La sélection d'un grand cigare ne se fait pas à l'aveuglette car elle conditionne une bonne partie de votre plaisir à venir. En effet, en bon épicurien, le fumeur anticipe la satisfaction qu'il est en droit d'attendre de l'objet de son désir. Et si, au terme de la dégustation, son appréciation du produit n'est pas à la hauteur de ses souhaits, le goût amer de la déception viendra gâter sa douce euphorie initiale. La meilleure façon d'éloigner le spectre de la déconvenue est de porter une attention particulière à chaque étape de la démarche d'achat, depuis la sélection de la civette jusqu'au choix du ou des cigares.

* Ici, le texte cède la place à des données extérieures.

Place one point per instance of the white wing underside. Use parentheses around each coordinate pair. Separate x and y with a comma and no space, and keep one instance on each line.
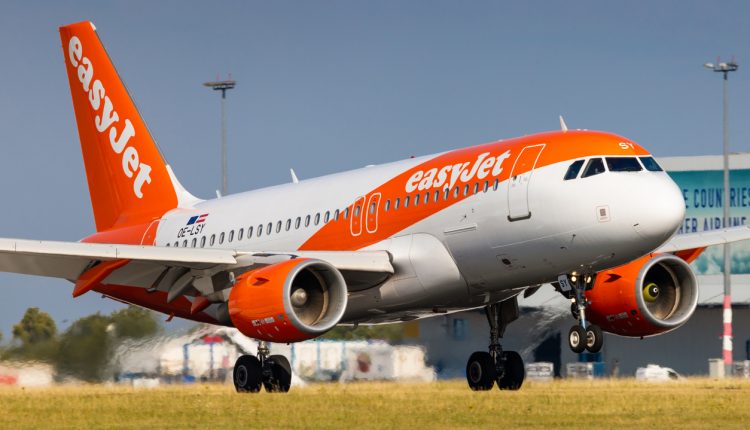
(160,267)
(705,238)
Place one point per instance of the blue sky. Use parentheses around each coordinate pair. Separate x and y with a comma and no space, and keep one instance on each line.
(334,85)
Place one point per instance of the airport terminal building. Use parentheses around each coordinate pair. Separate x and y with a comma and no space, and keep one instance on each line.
(540,333)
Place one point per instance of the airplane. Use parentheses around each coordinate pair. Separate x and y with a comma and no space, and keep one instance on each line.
(591,213)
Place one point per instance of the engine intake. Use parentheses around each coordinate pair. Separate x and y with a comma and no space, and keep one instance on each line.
(649,296)
(290,301)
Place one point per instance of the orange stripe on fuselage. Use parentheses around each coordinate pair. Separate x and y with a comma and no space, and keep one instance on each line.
(559,146)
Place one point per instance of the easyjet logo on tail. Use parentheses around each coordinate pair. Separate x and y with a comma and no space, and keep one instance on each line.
(107,118)
(447,176)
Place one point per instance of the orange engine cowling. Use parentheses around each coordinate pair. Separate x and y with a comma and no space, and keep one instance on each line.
(649,296)
(291,301)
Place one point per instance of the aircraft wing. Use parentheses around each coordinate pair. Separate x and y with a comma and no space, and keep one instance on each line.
(168,269)
(703,239)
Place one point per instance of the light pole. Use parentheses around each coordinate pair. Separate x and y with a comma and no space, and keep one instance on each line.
(222,86)
(724,69)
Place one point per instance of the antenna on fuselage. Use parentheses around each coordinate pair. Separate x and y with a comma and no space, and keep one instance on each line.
(563,126)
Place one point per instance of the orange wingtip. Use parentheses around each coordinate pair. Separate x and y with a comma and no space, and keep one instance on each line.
(90,278)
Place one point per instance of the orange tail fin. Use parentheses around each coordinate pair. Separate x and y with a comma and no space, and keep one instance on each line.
(128,179)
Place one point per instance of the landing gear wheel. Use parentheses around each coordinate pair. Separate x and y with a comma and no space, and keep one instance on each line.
(247,374)
(577,339)
(514,373)
(594,338)
(480,371)
(278,378)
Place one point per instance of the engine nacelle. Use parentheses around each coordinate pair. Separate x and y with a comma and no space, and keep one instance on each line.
(649,296)
(291,301)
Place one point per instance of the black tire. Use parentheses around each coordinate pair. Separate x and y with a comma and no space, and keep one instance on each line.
(480,371)
(577,339)
(594,338)
(514,372)
(247,374)
(280,374)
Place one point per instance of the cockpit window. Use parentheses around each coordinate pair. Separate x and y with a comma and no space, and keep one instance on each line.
(594,167)
(573,170)
(650,164)
(623,164)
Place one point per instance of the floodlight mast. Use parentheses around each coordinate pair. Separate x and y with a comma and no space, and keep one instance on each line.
(223,86)
(724,68)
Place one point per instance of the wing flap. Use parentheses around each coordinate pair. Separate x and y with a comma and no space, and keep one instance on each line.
(705,238)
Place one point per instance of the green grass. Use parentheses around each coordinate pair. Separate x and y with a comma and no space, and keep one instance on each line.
(698,403)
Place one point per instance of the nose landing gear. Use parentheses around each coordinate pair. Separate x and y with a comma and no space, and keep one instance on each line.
(504,367)
(583,336)
(273,372)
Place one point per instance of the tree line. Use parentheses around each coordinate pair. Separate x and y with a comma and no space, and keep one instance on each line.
(84,349)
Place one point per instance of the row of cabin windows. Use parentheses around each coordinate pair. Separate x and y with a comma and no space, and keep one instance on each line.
(328,216)
(268,228)
(436,195)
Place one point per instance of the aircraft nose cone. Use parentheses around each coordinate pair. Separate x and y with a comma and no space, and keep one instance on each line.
(661,213)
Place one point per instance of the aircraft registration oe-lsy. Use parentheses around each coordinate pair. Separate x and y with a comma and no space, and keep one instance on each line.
(592,213)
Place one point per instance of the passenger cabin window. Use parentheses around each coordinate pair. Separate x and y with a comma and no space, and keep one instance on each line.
(573,170)
(595,166)
(623,164)
(650,164)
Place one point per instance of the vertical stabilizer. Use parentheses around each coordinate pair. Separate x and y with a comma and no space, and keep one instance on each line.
(128,179)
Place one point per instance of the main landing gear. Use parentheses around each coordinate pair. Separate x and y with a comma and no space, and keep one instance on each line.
(504,367)
(583,336)
(273,372)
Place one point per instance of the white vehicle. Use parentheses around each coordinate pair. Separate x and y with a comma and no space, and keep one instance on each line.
(590,212)
(656,373)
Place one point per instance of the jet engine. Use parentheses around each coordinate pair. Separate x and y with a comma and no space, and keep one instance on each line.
(649,296)
(291,301)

Le puro est un produit vivant, il est fragile et évolue après sa fabrication. Pour le préserver, il est indispensable de recréer les conditions climatiques des pays tropicaux qui lui ont donné naissance, soit un taux d'humidité relative de 70 % et une température de 17-18 °C. Tout débitant de tabac, qui a la prétention de vendre des grands cigares, doit disposer d'un système d'humidification adapté au volume de stockage, équipement qui n'est pas toujours présent. Pour l'anecdote, je citerais l'exemple de ce buraliste bruxellois qui m'a débusqué une boîte de Lusitanias de Partagas, posée sur le comptoir, et jusqu’ici dissimulée sous un tas de papiers. Vous pensez bien qu'ils étaient archi-secs. Quelle ignominie ! Traiter de la sorte l'un des meilleurs cigares au monde ! Faut-il n'y voir qu'une vulgaire marchandise comparable à la cigarette industrielle ! Ce buraliste peu scrupuleux n'est malheureusement pas le seul à dénier au cigare fin son statut de prince. Si vous êtes confronté à une telle situation, refusez catégoriquement tout achat et mettez-vous en quête d'un débitant plus respectueux, car un cigare trop sec, outre une cape friable, se consume trop vite et produit une fumée âcre, desséchante, particulièrement désagréable. Cela dit, de bonnes conditions de conservation ne suffisent pas à ce qu'un débit de tabac mérite la mention de civette. D'autres critères tels que la présentation, l'étendue de l'offre et le conseil, doivent également être pris en compte. Le grand cigare est un produit exceptionnel, chargé de sens et vecteur d'émotions. Il fait l'objet d'une démarche d'achat particulière, à l'opposé de celle d'un banal paquet de cigarettes.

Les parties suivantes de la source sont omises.